Ustawa jest przedłożeniem rządowym.

Na sali jest obecny pan minister Wąsik, którego bardzo serdecznie w imieniu swoim i pana przewodniczącego Rusieckiego witam.

Bardzo proszę o przedstawienie ustawy.

Sekretarz Stanu w Ministerstwie Spraw Wewnętrznych i Administracji Maciej Wąsik:

Szanowni Panowie Przewodniczący! Wysokie Komisje!

To ustawa, która jest ustawą specjalną, pochyleniem się nad losem rodzin funkcjonariuszy, którzy wykonali swoją przysięgę, którzy przysięgali, że będą ratować inne życie i zdrowie nawet z poświęceniem własnego życia lub zdrowia. W gronie funkcjonariuszy Policji, Straży Granicznej, SOP czy żołnierzy Wojska Polskiego mówimy na tę ustawę: ustawa o wdowach i sierotach. To ustawa przyznająca świadczenie pieniężne rodzinom funkcjonariuszy, żołnierzy, także funkcjonariuszy formacji ochotniczych – mowa tu o TOPR, GOPR czy OSP – którzy poświęcili swoje życie, ratując inne życie, działając w służbie, którzy zginęli.

Ustawa daje proste świadczenie dla żony, męża funkcjonariusza czy funkcjonariuszki, którzy zginęli, w postaci średniego uposażenia w danej formacji do końca życia bez względu na dochody tej osoby, bez względu na emerytury czy inne świadczenia, chyba że te świadczenia wynikają właśnie ze śmierci tej osoby, bo wówczas następuje wybór, czyli ta osoba wybiera świadczenie korzystniejsze. Ta ustawa pochyla się także nad losem dzieci i w zasadzie do końca nauki, nie później niż do dwudziestego piątego roku życia, zapewnia na każde dziecko połowę średniego świadczenia w danej formacji. Pochyla się także nad losem rodziców. Znamy takie przypadki, choćby rodziców funkcjonariusza, który zginął w Magdalence, gdy były perturbacje finansowe, bo zabrakło dziecka, które na stare lata zadbałoby o rodziców. Czyli po przejściu na emeryturę także każde z rodziców do końca życia otrzymałoby świadczenie w wysokości połowy średniej pensji w danej formacji.

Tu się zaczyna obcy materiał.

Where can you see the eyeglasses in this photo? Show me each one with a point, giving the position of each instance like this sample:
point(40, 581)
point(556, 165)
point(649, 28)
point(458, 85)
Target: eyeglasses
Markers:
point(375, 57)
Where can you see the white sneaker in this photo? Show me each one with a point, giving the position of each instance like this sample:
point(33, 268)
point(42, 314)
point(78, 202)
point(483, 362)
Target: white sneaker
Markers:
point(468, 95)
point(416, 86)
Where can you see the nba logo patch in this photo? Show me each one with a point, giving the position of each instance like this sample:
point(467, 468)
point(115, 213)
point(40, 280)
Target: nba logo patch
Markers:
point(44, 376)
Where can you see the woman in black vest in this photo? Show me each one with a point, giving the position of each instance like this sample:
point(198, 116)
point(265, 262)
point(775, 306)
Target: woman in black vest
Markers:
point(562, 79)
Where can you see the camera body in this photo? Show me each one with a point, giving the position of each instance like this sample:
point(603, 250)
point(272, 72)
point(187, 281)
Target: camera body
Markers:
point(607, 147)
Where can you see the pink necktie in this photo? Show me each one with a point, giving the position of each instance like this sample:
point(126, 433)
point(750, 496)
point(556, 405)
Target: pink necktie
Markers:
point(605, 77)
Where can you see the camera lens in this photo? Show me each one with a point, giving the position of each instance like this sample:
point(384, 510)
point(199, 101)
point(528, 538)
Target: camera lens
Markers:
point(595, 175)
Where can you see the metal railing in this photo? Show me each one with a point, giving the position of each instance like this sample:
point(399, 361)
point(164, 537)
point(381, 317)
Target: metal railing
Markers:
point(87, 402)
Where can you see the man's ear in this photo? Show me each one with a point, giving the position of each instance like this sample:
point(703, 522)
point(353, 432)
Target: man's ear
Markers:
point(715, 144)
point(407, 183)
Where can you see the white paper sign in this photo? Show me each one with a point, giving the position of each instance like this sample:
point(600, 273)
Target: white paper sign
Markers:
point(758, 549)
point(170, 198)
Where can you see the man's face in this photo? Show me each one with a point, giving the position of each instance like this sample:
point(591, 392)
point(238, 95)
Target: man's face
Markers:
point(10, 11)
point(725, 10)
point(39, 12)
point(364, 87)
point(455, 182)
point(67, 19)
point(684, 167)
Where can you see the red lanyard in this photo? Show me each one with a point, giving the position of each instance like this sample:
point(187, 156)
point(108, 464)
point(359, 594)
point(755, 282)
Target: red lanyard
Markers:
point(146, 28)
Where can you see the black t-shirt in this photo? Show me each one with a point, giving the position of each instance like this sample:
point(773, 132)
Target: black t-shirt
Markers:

To są zasadnicze kwestie w tej ustawie. Podkreślę, że dotyczy ona funkcjonariuszy zarówno MSWiA, jak i Ministerstwa Finansów, Straży Granicznej, Służby Więziennej, także żołnierzy, również tych niezawodowych, a także tych, którzy służą w formacjach ochotniczych mających istotny wpływ na zachowanie naszego bezpieczeństwa, mówię o TOPR, GOPR i o ochotniczej straży pożarnej, bo też jest co najmniej kilkanaście takich rodzin, które potrzebują takiego wsparcia.

Oczywiście istnieje system opieki nad tymi rodzinami, jest tzw. renta rodzinna. Niemniej jednak trzeba sobie śmiało powiedzieć, że to świadczenie byłoby dla większości rodzin, nie dla wszystkich, ale dla większości, korzystniejsze. Bo tak naprawdę w przypadku śmierci generała renta rodzinna może być świadczeniem wyższym i będzie tutaj prawo do wyboru korzystniejszego, lepszego świadczenia, to osoba poszkodowana będzie decydowała.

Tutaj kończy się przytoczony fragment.